Applications of Automata Learning in Verification and Synthesis

learning safety games
27 Oct 2020

(This is a whole thesis, but now I focus on Chapter 7.)

The focus is on synthesising small strategies for safety games. The standard approach is to solve the game using the fix-point computation, get a nondeterministic strategy (also called maximally permissive), then determinise it. Thus, this approach uses the states of the game arena as its memory, while the strategy itself is positional aka memoriless. This approach provides no guarantees on the size of the resulting strategy, where the size is in the terms of arena states that it can visit.

In the thesis, they suggest instead to learn a Mealy machine representing a winning strategy of the game. Since active learning algorithms, like Angluin’s L*, typically learn automata in increasing-size order, they allow for finding small implementations first.

However, to make this idea work, they needed to adapt L* algorithm. The original learning algorithm, on discovering a new state, explores all possible ways to play from that state. This means that L* explores all possible output actions, while we are interested only in one possible output action. They adopted the L* algorithm, as well as Kearns and Vazirani’s algorithm, to account for that.

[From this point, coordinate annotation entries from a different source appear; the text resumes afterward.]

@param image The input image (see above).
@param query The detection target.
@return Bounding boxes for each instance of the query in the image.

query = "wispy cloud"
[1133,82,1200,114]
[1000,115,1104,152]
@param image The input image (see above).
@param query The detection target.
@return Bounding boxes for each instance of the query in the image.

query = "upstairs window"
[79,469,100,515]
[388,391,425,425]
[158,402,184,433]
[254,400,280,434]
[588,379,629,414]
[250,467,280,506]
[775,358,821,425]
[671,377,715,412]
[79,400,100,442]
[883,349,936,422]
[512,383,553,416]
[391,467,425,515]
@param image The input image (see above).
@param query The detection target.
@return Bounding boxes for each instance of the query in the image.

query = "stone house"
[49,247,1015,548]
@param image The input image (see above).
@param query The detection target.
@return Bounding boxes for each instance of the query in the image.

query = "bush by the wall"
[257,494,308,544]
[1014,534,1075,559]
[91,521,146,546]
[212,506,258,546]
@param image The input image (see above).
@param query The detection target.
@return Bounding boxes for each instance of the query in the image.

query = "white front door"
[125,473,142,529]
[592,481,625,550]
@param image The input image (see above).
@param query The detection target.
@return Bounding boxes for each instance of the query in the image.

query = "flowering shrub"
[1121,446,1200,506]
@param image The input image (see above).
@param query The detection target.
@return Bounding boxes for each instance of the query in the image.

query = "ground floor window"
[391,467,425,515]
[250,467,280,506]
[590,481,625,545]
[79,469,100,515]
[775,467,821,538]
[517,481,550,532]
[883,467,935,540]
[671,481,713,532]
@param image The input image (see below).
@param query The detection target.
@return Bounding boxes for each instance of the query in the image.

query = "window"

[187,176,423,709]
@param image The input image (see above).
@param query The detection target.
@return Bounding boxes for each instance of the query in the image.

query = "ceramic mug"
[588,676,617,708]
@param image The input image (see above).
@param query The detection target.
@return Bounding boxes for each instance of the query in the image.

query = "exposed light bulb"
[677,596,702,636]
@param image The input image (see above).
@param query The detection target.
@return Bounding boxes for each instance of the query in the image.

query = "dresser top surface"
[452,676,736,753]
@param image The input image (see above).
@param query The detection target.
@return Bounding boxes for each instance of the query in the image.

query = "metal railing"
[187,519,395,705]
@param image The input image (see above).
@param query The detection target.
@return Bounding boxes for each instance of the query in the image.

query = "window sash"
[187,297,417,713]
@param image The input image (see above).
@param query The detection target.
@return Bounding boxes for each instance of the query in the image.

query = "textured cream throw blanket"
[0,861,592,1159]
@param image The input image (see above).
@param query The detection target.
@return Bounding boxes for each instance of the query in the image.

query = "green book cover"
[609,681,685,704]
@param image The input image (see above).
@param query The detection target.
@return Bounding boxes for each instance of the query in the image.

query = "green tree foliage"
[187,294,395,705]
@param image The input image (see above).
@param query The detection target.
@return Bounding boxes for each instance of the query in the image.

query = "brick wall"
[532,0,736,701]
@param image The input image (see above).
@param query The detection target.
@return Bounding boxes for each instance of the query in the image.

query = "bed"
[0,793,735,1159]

High-level idea. A maximally permissive strategy can be viewed as an automaton, with its language being a subset of the input-output action words. The learner then wants to learn a strategy automaton that is a subset of this MPS automaton and whose input-actions domain is total. Thus, in the learning algorithm the equivalence query is replaced by checking whether the candidate strategy is winning. Their algorithm proceeds as follows:

Computes a winning region and then the MPS automaton.
Learn a DFA that is a subset of the MPS and that has a total input domain.

They mention that the quality of the learned DFA depends on the quality of CEXs that the teacher provides. They use the shortest CEXs.

Modification of the L* algorithm. Recall that the original L* algorithm, on discovering a new state, explores all possible output actions. Therefore, without modifications, the learned strategy will be the whole MPS, while we care only about its deterministic subset. To avoid this, they maintain a set of possible output actions, initially set to $\varnothing$; note that having just one such output action is sufficient. The original L* algorithm maintains a table that is consistent and closed. In their variant, the algorithm forms a candidate solution as soon as the table is consistent while dropping the closedness constraint. [The details I have not yet understood.] They also develop a modification of another learning algorithm that seems to be better.